En France, il fallut attendre le Moyen Age pour que les pères de l’Eglise reconsidèrent le féminin sacré, poussés par le peuple et les artistes qui vouaient un culte à Marie. Au fil du temps, la Vierge s’imposa à son tour comme une déesse mère pleine d’amour permettant à l’Homme de racheter ses pêchés et de se relier, par le cœur, au sacré. De même, la Sagesse ne fit à nouveau plus uniquement liée à la Parole du Verbe, saisissable par l’esprit ; elle fut également incarnée par une figure féminine : la Sophia – la connaissance intuitive par l’âme, chère aux gnostiques comme aux mystiques chrétiens.

La femme médiévale mena également un combat pour retrouver sa liberté et une place dans la société.
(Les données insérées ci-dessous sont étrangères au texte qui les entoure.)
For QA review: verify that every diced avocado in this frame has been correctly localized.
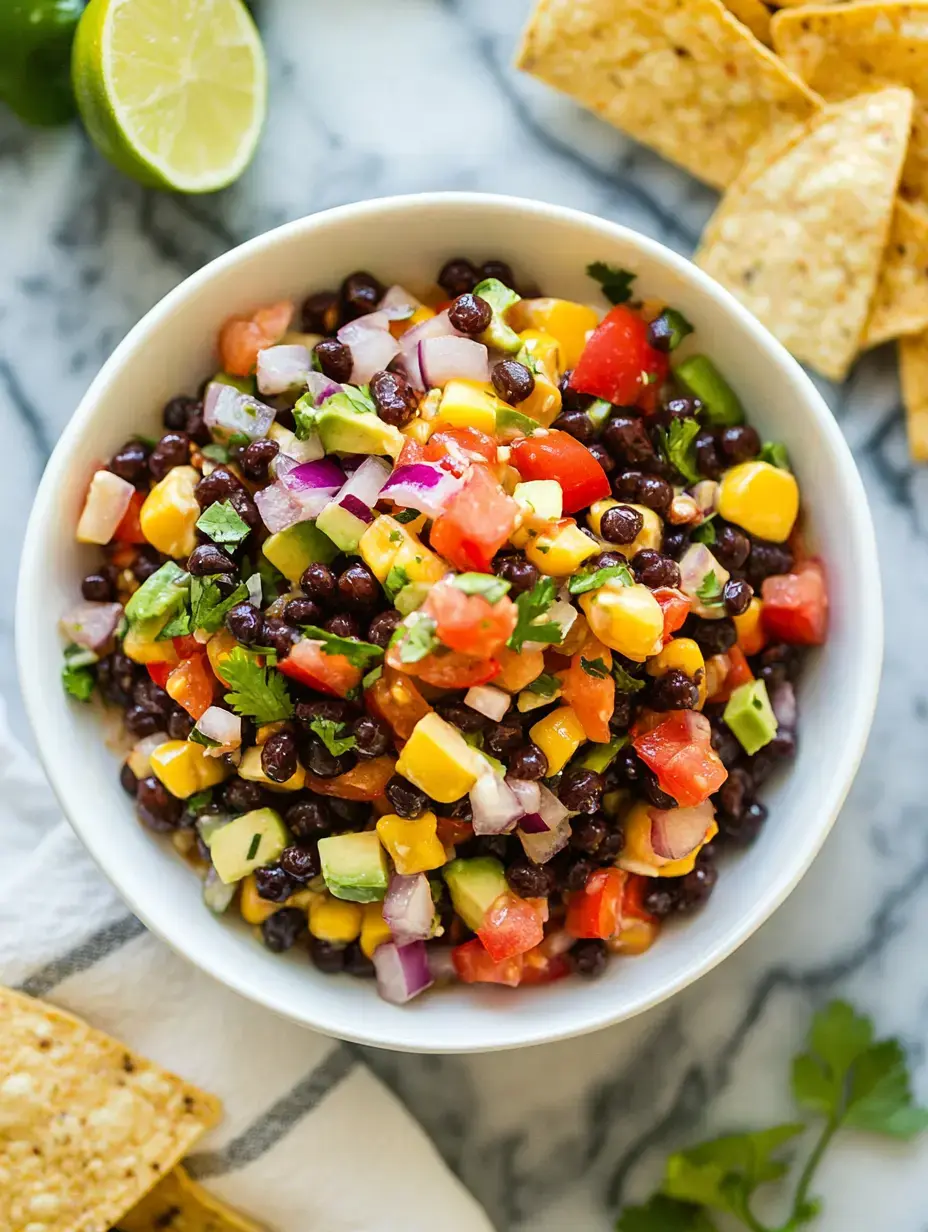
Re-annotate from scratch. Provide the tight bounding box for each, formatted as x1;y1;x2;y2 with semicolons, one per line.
208;808;290;885
723;679;778;756
578;735;627;774
211;371;256;395
443;857;508;931
124;561;190;641
262;521;339;584
394;581;431;616
474;277;522;354
674;355;744;426
318;831;390;903
317;405;404;459
513;479;563;524
316;499;368;553
496;407;540;441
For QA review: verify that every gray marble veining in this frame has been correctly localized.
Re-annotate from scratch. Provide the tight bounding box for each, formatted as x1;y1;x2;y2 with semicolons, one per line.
2;2;928;1229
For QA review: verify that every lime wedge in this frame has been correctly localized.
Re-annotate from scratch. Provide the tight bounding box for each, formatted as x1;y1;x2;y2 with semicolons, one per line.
72;0;266;193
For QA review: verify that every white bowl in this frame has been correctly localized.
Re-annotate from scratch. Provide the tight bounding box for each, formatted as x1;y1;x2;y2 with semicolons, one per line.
17;193;881;1053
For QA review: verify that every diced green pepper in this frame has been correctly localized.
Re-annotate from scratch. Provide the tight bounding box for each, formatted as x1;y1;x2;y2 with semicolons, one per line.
674;355;745;426
577;736;627;774
723;679;778;756
759;441;791;471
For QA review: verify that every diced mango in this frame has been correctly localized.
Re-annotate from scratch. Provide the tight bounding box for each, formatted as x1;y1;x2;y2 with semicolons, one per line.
239;874;279;925
587;500;662;558
511;299;600;369
579;582;664;662
359;515;445;587
395;712;481;804
734;597;766;656
495;646;546;693
718;461;799;543
608;917;660;956
518;372;562;428
149;739;230;800
618;801;718;878
524;519;599;576
139;465;200;559
529;706;586;776
308;895;363;944
238;745;306;792
206;628;239;686
76;470;135;545
402;416;433;445
390;303;434;339
123;627;180;666
376;811;447;875
647;637;707;708
435;379;501;435
360;902;394;958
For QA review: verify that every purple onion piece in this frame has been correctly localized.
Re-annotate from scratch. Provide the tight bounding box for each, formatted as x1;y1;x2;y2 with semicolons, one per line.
256;344;312;396
373;941;433;1005
281;457;346;493
383;873;434;945
339;494;374;524
59;601;123;653
518;812;549;834
518;817;572;865
418;336;490;388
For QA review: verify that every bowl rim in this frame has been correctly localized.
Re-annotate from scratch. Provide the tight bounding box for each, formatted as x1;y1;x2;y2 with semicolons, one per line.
16;191;882;1051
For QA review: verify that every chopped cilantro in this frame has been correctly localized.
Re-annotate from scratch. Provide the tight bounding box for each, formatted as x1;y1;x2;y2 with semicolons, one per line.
200;443;230;463
246;833;261;862
133;434;157;450
188;728;220;748
293;395;319;441
695;570;725;607
300;625;385;670
394;508;421;524
586;261;636;306
658;417;702;485
227;431;250;454
613;663;646;693
62;662;95;702
568;563;633;595
691;517;717;545
527;672;561;697
324;384;376;416
384;564;410;600
196;500;250;546
222;648;294;723
759;440;791;471
156;607;191;640
388;529;403;544
507;576;560;652
191;576;249;634
452;572;511;604
308;716;357;757
186;789;215;813
390;612;439;664
580;656;610;680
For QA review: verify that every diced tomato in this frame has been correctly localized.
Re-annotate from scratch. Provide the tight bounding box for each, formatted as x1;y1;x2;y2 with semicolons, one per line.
218;300;294;376
306;755;396;801
621;874;658;923
568;304;669;412
365;665;431;741
566;867;627;940
424;581;518;658
452;939;524;987
146;662;173;688
386;645;501;690
113;490;148;544
278;639;362;698
710;644;753;704
397;437;426;467
165;653;214;721
436;817;475;847
510;430;610;515
633;710;727;807
476;892;546;962
653;588;691;643
559;634;614;742
520;940;571;985
431;466;519;573
172;635;200;660
761;560;828;646
425;427;497;474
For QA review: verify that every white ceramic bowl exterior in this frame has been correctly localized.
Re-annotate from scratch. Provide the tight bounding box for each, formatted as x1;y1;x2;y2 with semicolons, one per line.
17;195;881;1052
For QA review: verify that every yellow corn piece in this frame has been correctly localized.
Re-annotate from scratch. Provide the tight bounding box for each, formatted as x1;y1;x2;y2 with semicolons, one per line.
619;801;718;877
206;628;238;686
587;500;662;558
376;811;446;875
718;461;799;543
647;637;707;708
511;299;600;369
579;583;663;662
149;740;230;800
309;895;363;944
359;515;445;587
524;519;599;576
139;465;200;559
360;902;394;958
434;379;501;435
608;917;661;957
395;713;481;804
529;706;586;776
238;745;306;792
122;626;180;666
734;597;766;657
402;416;433;445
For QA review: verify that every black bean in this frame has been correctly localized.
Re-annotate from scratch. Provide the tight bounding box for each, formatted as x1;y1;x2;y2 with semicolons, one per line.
603;414;655;466
719;799;767;846
225;603;264;646
717;767;752;821
385;774;429;819
285;797;332;839
601;504;644;545
647;315;676;353
96;650;137;707
336;563;380;612
370;370;417;428
438;258;479;298
132;548;162;584
446;795;473;822
663;396;700;420
642;767;678;810
719;424;760;464
81;572;115;602
749;732;798;786
119;763;139;796
367;609;402;648
261;730;298;783
301;736;354;778
296;698;355;726
484;720;524;759
694;429;723;480
507;860;554;898
559;768;604;814
187;543;236;575
300;562;337;604
632;549;680;589
480;259;517;289
688;616;738;656
571;814;608;853
301;290;341;335
344;942;376;978
186;409;211;447
612;745;645;784
587;442;614;475
310;938;346;974
636;474;674;518
349;715;389;760
609;693;633;733
569;939;608;977
240;438;279;481
321;610;360;637
559;371;593;413
133;677;173;718
261;907;306;953
709;717;742;770
283;598;324;627
167;706;194;740
435;699;488;735
713;523;751;571
745;538;793;587
587;550;625;573
163;394;198;431
223;777;268;813
642;881;680;918
448;293;492;335
474;835;510;861
612;470;643;503
662;527;689;561
558;854;594;893
508;743;548;781
148;432;190;482
262;617;300;659
123;706;161;738
195;466;242;509
553;409;594;444
341;270;383;318
493;553;539;596
329;798;369;827
280;843;320;881
597;827;624;863
110;439;151;485
255;864;297;902
724;577;753;617
649;669;699;711
676;849;718;912
314;338;353;383
136;776;183;832
492;360;535;405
Elle tenta d’adopter les valeurs guerrières des hommes pour se faire respecter sur leur terrain et conserver ses biens ou elle fit autorité par les lettres et les arts, plaçant l’homme guerrier à son service sur son propre territoire. Beaucoup de femmes, à travers l’histoire, durent combattre, oubliant en chemin leur nature profonde et véritable. Aujourd’hui encore, nombreuses sont celles qui éprouvent un sentiment de révolte. Pourtant, comme l’explique Annick de Souzenelle dans Le féminin de l’être, après le temps du féminisme, qui l’a extérieurement libérée mais a montré depuis ses limites, et le temps d’une féminité artificielle exploitée par les media, la femme qui cherche à se comprendre et s’apaiser doit retrouver sa part de féminin sacré.